Not long ago, Section 1782 was a largely unknown provision of the U.S. Code. But as Section 1782 discovery becomes a more common part of cross-border litigation, courts are reconsidering whether and when that tool conflicts with parties’ settled expectations. A few terms ago, the Supreme Court sharply curtailed its use in arbitration—where the parties have bargained for and agreed to more streamlined procedures.[9] The Second Circuit’s decision in Banoka likewise permits district courts to deny discovery when the parties have agreed to litigate in a forum where it would not be available. That said, Section 1782 remains a powerful tool in any civil litigator’s belt, particularly in disputes that do not turn on a contract, such as cross-border torts, restructuring matters, or intellectual property matters.


[1] The Seventh Circuit likewise held that district courts may weigh forum-selection clauses against Section 1782 applications where the foreign “court system . . . doesn’t contemplate the level of compulsory process available in America.” In re Application of Venequip, S.A. v. Caterpillar Inc., 83 F.4th 1048, 1057 (7th Cir. 2023) (cleaned up).

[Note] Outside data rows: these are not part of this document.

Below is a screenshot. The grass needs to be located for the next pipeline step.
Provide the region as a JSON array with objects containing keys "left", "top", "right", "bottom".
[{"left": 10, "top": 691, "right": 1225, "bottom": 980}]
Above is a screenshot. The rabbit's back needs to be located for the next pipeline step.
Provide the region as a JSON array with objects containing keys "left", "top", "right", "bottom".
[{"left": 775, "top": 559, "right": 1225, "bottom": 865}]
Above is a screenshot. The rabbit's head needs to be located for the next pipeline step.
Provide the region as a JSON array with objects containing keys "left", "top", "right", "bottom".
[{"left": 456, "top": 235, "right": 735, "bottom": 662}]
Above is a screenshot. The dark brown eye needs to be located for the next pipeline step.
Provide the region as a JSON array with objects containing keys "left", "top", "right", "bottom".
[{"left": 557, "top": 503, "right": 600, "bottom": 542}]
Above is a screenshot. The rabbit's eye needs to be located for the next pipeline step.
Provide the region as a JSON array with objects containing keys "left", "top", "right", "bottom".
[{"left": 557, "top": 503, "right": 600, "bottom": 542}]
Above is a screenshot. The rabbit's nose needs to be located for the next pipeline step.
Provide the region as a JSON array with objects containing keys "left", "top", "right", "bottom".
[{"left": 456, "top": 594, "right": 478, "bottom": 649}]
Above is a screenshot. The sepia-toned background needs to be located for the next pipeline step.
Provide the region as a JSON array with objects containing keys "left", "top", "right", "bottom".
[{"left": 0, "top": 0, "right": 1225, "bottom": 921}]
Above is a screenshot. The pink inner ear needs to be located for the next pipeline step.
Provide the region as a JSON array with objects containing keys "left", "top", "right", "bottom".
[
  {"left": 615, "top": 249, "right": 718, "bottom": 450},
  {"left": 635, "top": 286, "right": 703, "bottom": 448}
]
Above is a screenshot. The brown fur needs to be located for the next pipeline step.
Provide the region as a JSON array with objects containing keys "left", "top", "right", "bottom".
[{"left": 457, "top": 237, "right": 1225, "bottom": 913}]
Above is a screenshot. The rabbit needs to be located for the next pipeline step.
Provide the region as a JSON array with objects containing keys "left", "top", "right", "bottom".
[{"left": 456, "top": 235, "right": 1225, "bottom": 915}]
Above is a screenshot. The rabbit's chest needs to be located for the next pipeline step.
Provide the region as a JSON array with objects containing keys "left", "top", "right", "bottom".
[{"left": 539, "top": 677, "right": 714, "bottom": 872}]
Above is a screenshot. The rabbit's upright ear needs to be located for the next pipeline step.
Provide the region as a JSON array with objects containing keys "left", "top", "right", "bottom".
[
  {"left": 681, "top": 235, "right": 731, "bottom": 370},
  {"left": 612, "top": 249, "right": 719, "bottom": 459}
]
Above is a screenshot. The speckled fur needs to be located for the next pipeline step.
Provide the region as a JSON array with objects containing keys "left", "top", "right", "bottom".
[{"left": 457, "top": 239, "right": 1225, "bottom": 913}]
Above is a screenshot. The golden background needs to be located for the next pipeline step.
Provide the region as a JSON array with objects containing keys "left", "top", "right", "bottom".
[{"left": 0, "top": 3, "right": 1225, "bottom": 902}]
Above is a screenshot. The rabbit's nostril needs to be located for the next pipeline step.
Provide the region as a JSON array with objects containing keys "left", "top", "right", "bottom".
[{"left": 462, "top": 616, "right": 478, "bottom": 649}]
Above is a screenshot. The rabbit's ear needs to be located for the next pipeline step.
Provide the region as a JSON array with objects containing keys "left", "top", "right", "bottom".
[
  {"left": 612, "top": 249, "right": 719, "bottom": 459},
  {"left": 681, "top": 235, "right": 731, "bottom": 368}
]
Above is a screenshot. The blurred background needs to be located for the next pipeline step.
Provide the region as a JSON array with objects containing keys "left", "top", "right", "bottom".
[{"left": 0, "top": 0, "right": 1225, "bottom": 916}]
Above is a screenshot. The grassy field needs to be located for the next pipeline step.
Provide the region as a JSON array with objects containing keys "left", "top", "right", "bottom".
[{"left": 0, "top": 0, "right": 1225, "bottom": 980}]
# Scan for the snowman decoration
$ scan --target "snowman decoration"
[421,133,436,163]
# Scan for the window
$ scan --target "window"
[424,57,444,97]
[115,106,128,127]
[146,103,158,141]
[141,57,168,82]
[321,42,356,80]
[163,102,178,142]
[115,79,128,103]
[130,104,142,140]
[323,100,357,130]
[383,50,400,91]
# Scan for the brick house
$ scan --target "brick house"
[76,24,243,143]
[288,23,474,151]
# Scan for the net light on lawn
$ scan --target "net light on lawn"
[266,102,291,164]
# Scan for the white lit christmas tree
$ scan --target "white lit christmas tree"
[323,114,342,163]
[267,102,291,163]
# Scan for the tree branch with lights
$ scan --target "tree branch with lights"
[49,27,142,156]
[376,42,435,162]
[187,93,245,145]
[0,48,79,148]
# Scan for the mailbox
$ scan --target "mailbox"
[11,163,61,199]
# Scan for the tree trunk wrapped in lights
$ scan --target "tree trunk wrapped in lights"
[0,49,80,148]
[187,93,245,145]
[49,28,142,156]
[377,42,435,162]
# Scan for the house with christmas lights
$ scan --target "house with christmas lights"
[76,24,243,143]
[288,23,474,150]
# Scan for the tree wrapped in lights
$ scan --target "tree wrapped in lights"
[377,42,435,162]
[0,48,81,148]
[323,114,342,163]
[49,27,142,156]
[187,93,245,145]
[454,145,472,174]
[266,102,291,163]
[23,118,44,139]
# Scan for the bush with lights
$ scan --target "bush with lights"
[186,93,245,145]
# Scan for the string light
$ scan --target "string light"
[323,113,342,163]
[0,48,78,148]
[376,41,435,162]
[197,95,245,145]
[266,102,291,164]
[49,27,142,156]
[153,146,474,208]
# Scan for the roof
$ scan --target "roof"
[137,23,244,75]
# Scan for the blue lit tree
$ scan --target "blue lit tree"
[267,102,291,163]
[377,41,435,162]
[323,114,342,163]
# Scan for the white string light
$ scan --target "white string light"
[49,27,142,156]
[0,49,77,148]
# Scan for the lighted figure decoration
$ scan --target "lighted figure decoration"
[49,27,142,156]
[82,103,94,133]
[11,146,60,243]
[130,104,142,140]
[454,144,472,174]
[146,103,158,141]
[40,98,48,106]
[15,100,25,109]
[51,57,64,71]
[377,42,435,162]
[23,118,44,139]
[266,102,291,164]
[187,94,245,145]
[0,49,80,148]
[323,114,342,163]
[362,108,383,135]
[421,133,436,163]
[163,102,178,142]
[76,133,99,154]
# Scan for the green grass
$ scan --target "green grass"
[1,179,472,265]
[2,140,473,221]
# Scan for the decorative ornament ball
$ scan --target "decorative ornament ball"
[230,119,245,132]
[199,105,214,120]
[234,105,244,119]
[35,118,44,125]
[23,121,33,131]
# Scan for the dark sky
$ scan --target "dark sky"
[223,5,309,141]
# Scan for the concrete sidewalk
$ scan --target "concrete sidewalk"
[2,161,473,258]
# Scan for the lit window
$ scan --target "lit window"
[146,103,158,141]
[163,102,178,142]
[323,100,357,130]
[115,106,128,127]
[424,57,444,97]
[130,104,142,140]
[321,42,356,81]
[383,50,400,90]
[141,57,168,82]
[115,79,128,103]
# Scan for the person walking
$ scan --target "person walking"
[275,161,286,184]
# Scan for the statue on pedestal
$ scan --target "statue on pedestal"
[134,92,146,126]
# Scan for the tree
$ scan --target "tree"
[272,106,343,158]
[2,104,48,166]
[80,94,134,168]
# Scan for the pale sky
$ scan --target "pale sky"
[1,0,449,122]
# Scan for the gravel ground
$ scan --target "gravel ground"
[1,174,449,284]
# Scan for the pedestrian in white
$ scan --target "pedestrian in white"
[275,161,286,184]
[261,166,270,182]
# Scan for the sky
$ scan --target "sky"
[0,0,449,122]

[2] See In re del Valle Ruiz, 939 F.3d 520, 533 (2d Cir. 2019) (“[A] district court is not categorically barred from allowing discovery under § 1782 of evidence located abroad.”); Sergeeva v. Tripleton Int’l Ltd., 834 F.3d 1194, 1200 (11th Cir. 2016) (rejecting “the Extraterritoriality Argument” and holding that “the location of responsive documents and electronically stored information—to the extent a physical location can be discerned in this digital age—does not establish a per se bar to discovery under § 1782”).

[3] Intel, 542 U.S. at 264-65.

[4] Banoka, 2025 WL 2166397, at *2.

[5] Banoka filed a separate action seeking discovery from Westmont in the Southern District of Texas, where Westmont is headquartered. The Texas district court denied that application because, among other reasons, Westmont would be a party to the potential English litigation and, hence, subject to discovery there. Banoka v. Westmont Int’l Development Inc., 2022 WL 480118, at *3-5 (S.D. Tex. Feb. 10, 2022). The Fifth Circuit summarily affirmed in a four-sentence order. Bissonnet v. Westmont Int’l Dev., Inc., 2022 WL 636680 (Mar. 4, 2022) (per curiam).

[6] Banoka, 2025 WL 2166397, at *7 (alterations adopted).

[7] Id. at *9 (quoting Venequip, 83 F.4th at 1057).

[8] Would-be plaintiffs have long used Section 1782 to investigate possible foreign suits. Indeed, Intel itself endorsed the use of Section 1782 to obtain pre-suit discovery even though such discovery likely would not have been available in the foreign forum. Intel, 542 U.S. at 259. But some courts have expressed growing skepticism over attempts to use Section 1782 “as a fishing expedition to determine if [the applicant] should pursue litigation against [respondents]” rather than as a tool in aid of foreign litigation. Ayyash v. Crowe Horwath LLP, 2018 WL 2976017, at *3 (S.D.N.Y. June 13, 2018); see also, e.g., Postalis, 2018 WL 6725406, at *4 (denying application as an “attempt to gain pre-litigation discovery for a prospective lawsuit in the United States” (emphasis added)); In re Yilport Holding A.S., 2023 WL 2140111, at *8 (D.N.J. Feb. 21, 2023) (denying application where “[t]he unrefuted evidence . . . reveals that, at least to some degree, [applicant’s] pursuit of third-party discovery under Section 1782 may be intended to circumvent the proof gathering process in the United States”); In re Application of the Republic of Türkiye, 2025 WL 2200159, at *13 (S.D.N.Y. Aug. 1, 2025) (denying application for discovery in aid of potential criminal investigation because applicant’s “sparse [a]pplication may reflect more of a fishing expedition into [respondent’s] financial activities than a legitimate use of § 1782”).

[9] ZF Automotive US, Inc. v. Luxshare, Ltd., 596 U.S. 619 (2022).